Exercises - Scripting Python for CLI tools#
These exercise should help you either reviewing or learning new shell commands. The exercises can be done localy on Linux, Mac or Windows 11 bash console.
1 Running Python statements from the command line#
We don’t need to open the interactive interpreter to run Python code.
Instead, we can invoke Python with the command flag -c
and the statement we want to run:
%%bash
python -c "print(2+3)"
5
When and why is this useful?
2 Listing files#
A Python library called glob can be used to create a list of files matching a pattern, much like the ls
shell command.
$ python
Python 3.7.6 (default, Jan 8 2020, 13:42:34)
[Clang 4.0.1 (tags/RELEASE_401/final)] ::
Anaconda, Inc. on darwin
Type "help", "copyright", "credits" or "license"
for more information.
NOTE: run this locally, not possible to enter python shell in a jupyter notebook cell. AND you will like have a newer version of Python installed wich is fine! Python 3.10 or newer is recommended anyways
import glob
glob.glob('zipf/data/*.txt')
['zipf/data/dracula.txt',
'zipf/data/frankenstein.txt',
'zipf/data/jane_eyre.txt',
'zipf/data/moby_dick.txt',
'zipf/data/sense_and_sensibility.txt',
'zipf/data/sherlock_holmes.txt',
'zipf/data/time_machine.txt']
Using script_template.py
as a guide, write a new script called my_ls.py
that takes as input a directory and a suffix (e.g., py, txt, md, sh) and outputs a list of the files (sorted alphabetically) in that directory ending in that suffix.

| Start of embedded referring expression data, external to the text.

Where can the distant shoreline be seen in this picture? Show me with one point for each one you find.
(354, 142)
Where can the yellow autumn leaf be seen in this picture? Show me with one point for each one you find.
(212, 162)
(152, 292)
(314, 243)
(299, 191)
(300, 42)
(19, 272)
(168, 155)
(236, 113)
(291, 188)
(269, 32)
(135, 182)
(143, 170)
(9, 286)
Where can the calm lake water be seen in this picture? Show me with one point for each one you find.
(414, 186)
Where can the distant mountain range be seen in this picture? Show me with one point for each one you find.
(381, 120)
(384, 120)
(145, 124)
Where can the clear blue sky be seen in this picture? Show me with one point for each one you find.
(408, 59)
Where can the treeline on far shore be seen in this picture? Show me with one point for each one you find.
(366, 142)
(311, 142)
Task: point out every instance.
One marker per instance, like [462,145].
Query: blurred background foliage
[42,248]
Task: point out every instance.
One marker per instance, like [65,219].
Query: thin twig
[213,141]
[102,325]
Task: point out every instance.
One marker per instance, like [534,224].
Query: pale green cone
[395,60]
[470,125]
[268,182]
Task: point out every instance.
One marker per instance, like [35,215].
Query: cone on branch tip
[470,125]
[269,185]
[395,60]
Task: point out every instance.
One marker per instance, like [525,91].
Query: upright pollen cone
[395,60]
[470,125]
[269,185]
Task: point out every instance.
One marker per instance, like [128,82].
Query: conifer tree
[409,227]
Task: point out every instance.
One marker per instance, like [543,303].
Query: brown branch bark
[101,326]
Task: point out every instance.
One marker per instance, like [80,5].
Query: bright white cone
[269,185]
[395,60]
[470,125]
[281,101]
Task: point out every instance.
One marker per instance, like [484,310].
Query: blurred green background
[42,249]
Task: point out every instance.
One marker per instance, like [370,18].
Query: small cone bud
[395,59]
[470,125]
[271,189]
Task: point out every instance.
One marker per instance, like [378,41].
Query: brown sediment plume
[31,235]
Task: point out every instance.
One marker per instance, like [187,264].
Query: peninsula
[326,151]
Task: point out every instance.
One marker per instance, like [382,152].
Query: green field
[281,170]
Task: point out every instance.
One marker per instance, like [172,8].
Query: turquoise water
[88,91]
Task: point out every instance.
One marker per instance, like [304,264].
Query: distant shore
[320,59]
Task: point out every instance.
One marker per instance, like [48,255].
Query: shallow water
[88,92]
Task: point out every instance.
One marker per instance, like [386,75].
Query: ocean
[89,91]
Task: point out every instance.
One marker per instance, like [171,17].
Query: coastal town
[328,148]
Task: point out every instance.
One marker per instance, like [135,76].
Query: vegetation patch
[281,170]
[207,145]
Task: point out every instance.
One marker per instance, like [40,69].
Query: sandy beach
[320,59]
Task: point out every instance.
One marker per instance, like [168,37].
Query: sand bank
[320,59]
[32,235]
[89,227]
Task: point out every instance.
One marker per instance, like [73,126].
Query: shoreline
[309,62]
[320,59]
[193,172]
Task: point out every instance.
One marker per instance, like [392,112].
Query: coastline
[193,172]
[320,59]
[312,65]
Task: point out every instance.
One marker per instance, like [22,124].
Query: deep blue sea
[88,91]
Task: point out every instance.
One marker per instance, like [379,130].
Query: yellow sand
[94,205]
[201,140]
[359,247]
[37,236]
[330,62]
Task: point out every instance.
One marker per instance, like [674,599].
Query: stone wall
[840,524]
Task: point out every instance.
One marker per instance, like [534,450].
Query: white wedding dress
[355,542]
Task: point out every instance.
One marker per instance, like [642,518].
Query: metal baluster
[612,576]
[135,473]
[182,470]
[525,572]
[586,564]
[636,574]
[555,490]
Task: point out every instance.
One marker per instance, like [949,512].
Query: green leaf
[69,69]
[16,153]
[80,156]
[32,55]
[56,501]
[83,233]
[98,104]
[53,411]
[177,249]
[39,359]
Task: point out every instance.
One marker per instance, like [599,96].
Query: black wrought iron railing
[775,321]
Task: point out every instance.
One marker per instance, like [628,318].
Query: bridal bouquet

The help information for the new script should read as follows:
$ python bin/my_ls.py -h
usage: my_ls.py [-h] dir suffix
List the files in a given directory with a given suffix.
positional arguments:
dir Directory
suffix File suffix (e.g. py, sh)
optional arguments:
-h, --help show this help message and exit
and an example of the output would be:
$ python bin/my_ls.py data/ txt
data/dracula.txt
data/frankenstein.txt
data/jane_eyre.txt
data/moby_dick.txt
data/sense_and_sensibility.txt
data/sherlock_holmes.txt
data/time_machine.txt
NOTE: we will not be including this script in subsequent chapters.
3 Sentence ending punctuation#
Our wordcount.py
script strips the punctuation from a text, which means it provides no information on sentence endings.
Using template.py
and wordcount.py
as a guide, write a new script called sentence_endings.py
that counts the occurrence of full stops, question marks and exclamation points and prints that information to the screen.
Hint: String objects have a count
method:
"Hello! Are you ok?".count('!')
1
When you’re done, the script should be able to accept an input file:
$ python bin/sentence_endings.py data/dracula.txt
Number of . is 8505
Number of ? is 492
Number of ! is 752
or standard input:
$ head -n 500 data/dracula.txt | python bin/sentence_endings.py
Number of . is 148
Number of ? is 8
Number of ! is 8
NOTE: we will not be including this script in subsequent chapters.